Our question is, why do some country members of the WTO and WCO focus so acutely on valuation threats as their primary concern for revenue evasion, and why do they perceive a valuation database as the solution to detecting possible undervaluation attempts at the border? From our perspective, we see undervaluation as only one of several fiscal threat types employed by importers who seek to evade revenue owed.
To help clarify, this blog is not a discussion on the 6 WTO methods of determining valuation. Instead this blog presents how a customs administration might best assess when goods have been deliberately undervalued by the importer in order to evaded revenue owed at the border.
I’ve seen instances where Customs Administrations create a list of HS codes for those commodities they believe are of highest risk for undervaluation, and set flags in systems like ASYCDUA and other declaration processing systems to announce when those commodities are being imported. They can then scrutinize the transaction and shipment to determine whether the goods are indeed being undervalued. This process is often qualitative in nature and subjective based on who and how the HS target is placed into the system. The technical functionality is not difficult and requires a simple data vetting activity. Collecting resultant information is normally not performed dynamically for maintaining a list of relevant target HS codes. If it is done, it’s generally a static process.
Here's an example form for Customs accounting purposes including HS code, value for duty, and value for tax purposes:
Some countries are attempting to deploy valuation databases which store the “value for duty” alongside the HS code in a historical database. This information can be used to decipher whether the commodity (when next reported and declared on file) includes a suspect valuation or not. A range of discrepancy can be applied to flag suspect valuations. Here are a few questions for member customs administrations to consider:
1. Is a valuation database an accurate method for determining when goods are potentially undervalued?

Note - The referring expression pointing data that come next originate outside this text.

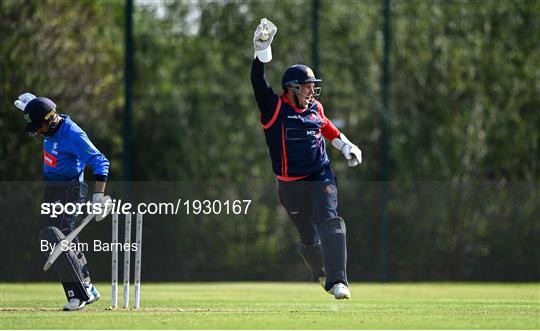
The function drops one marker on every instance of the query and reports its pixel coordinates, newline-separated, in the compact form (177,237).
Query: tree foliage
(464,119)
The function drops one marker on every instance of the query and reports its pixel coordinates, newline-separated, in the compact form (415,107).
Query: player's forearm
(329,130)
(99,187)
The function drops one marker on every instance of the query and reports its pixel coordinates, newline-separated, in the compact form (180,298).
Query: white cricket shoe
(340,291)
(74,304)
(93,293)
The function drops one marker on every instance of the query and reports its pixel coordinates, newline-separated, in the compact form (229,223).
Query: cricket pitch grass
(281,306)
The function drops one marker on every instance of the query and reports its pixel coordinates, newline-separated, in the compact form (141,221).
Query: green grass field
(282,306)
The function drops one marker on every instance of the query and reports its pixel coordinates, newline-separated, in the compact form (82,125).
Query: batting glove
(352,153)
(262,39)
(23,100)
(105,202)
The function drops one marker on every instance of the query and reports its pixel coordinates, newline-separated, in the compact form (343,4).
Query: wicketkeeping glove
(352,153)
(105,202)
(23,100)
(262,39)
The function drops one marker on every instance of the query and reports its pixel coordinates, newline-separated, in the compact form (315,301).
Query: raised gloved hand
(352,153)
(262,39)
(23,100)
(105,202)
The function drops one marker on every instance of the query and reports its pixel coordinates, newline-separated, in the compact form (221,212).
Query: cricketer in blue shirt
(67,150)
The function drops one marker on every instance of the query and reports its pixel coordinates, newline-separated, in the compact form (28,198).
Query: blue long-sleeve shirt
(67,152)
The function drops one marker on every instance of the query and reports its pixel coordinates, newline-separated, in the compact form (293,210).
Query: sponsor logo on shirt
(49,159)
(55,149)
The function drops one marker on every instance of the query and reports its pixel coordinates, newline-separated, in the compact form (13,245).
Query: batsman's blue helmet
(38,111)
(298,74)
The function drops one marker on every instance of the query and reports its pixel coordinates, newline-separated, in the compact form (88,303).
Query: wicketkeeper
(66,152)
(295,126)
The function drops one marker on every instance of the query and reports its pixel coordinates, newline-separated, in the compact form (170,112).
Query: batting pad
(68,267)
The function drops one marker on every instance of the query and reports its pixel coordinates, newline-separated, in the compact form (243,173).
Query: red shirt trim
(290,179)
(328,129)
(274,117)
(284,166)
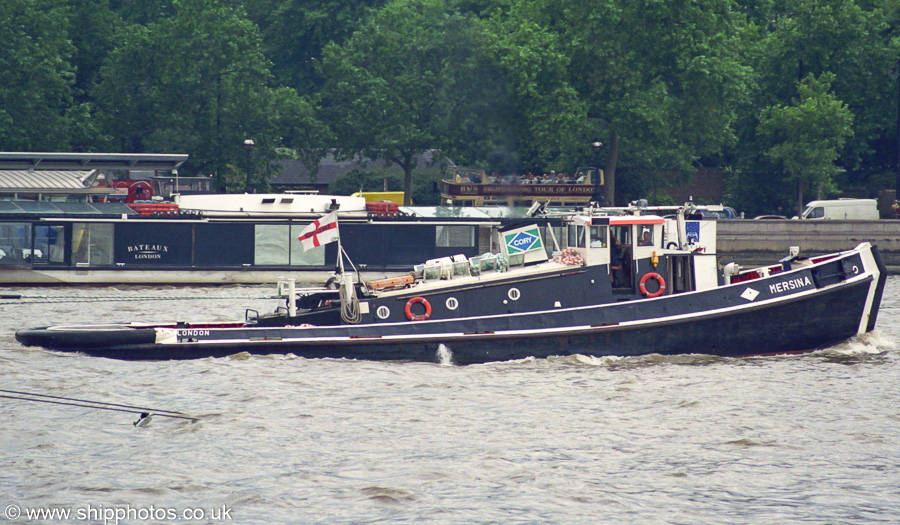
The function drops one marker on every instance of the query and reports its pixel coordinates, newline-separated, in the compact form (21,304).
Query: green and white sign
(524,240)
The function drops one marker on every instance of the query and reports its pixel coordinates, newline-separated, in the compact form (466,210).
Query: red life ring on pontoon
(659,280)
(417,300)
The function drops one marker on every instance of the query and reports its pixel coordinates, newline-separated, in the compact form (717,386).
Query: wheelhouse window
(598,236)
(814,213)
(314,257)
(49,244)
(455,236)
(576,236)
(277,245)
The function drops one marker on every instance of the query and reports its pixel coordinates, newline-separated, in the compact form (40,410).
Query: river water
(695,439)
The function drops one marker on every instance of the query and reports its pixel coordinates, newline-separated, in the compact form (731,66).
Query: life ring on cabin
(659,280)
(417,300)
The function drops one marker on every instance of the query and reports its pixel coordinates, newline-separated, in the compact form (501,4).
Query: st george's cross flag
(321,231)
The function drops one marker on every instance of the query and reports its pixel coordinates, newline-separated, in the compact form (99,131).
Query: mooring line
(145,412)
(24,299)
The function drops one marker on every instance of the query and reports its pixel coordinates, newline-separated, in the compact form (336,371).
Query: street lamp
(248,145)
(597,195)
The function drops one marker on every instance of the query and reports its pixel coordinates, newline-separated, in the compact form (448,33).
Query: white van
(860,209)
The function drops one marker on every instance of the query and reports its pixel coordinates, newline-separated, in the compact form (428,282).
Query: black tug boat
(625,285)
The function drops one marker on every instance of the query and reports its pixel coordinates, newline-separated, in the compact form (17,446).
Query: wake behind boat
(620,285)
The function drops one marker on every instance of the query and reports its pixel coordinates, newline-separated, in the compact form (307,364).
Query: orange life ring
(659,280)
(415,300)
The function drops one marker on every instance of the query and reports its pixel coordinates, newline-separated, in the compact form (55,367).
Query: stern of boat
(874,265)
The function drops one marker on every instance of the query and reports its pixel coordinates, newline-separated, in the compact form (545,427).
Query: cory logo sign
(523,241)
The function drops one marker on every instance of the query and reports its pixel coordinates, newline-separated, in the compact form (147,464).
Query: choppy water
(811,438)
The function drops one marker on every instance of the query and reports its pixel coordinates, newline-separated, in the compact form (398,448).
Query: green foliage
(507,85)
(806,135)
(399,86)
(199,82)
(37,108)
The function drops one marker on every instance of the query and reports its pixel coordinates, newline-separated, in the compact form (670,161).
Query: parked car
(714,212)
(860,209)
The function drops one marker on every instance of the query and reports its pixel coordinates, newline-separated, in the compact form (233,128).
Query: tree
(806,135)
(198,82)
(37,109)
(785,42)
(296,31)
(401,84)
(656,81)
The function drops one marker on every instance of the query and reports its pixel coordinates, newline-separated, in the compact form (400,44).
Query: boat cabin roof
(620,220)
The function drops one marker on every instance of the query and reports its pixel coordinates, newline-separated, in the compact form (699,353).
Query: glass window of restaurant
(92,243)
(15,243)
(49,244)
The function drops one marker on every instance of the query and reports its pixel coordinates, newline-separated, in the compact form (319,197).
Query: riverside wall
(750,242)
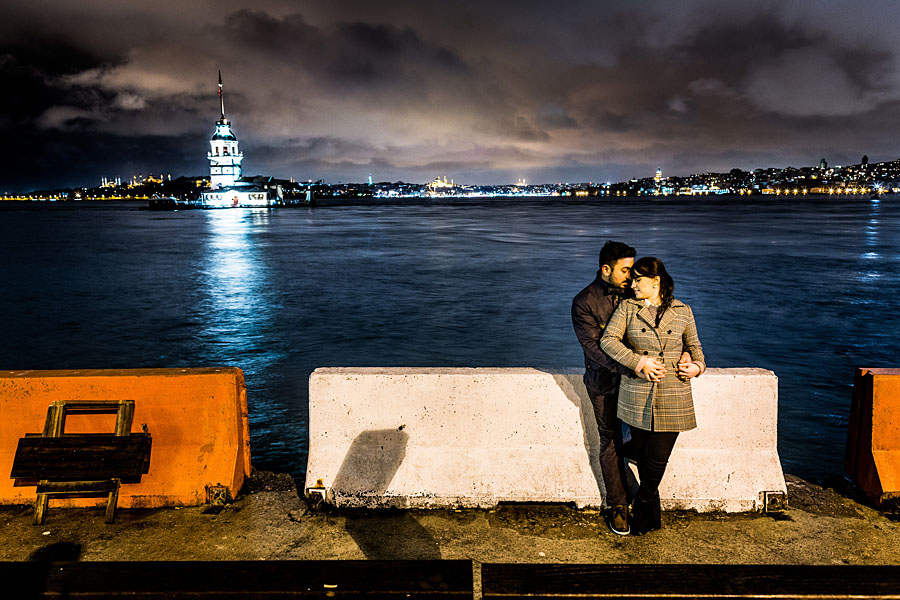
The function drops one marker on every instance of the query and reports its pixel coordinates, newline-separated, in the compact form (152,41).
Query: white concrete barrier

a. I would suggest it is not the best methodology for the following reasons: Undervaluation is only one means of evading revenue owed at the border. Goods can be mis-classified to obtain a lower duty rate, and the origin can be mis-declared to obtain a preferential rate of duty. We would actually promote that our clients look at valuation as a subset of a more strategic revenue evasion problem.
b. Unless we are referring to the same year, make, model of a used automobile imported within 20 days of each other; one shipment compared to the next can vary drastically in valuation due to any number of variables including size, weight, volume of the shipment, packaging, processing, refinement of the commodity, currency exchange, freight costs, handling, inflation, bulk/break-bulk vs containerized, raw vs manufactured goods, Full Container Loads (FCL) vs Less than Container Loads (LCL) etc... In almost every situation, there are few tangible aspects to suggest the value for duty on one shipment should be nearly identical to the next.
2. Does ASYCUDA World provide this capability?
a. Our understanding is it does not.
3. Is a valuation database the best means of recouping or preventing lost revenue at the border?
a. We would suggest there is a better way. Instead of looking at this from strictly a valuation perspective, we would suggest it needs to be looked at as a more strategic revenue evasion problem which includes:
- Undervaluation
- Mis-description/Mis-classification
- Mis-declaration of Origin
b. For those of us who were customs inspectors (who actually looked at a paper declaration/entry for commercial goods); -we would have reviewed the transaction/entry package for anomalies in valuation, classification, and origin, -and then extracted the pertinent information for our decision making. Today, our technical approach follows a similar logic and seeks out and compares the inherent risk associated with entities (shipper, consignee, notify party, importer, broker, carrier), geography and routing (place of receipt, port of load, port of discharge, place of destination, country of origin, country of manufacturing, etc.) commodity description (both free text and HS code), equipment number and type, marks and numbers, weights and volumes, and more, etc.
c. Our point is, why would you look at valuation and classification alone when there are so many other aspects of a commercial shipment that are related, and link to the overall/inherent risk to suggest a potential revenue evasion threat is at hand?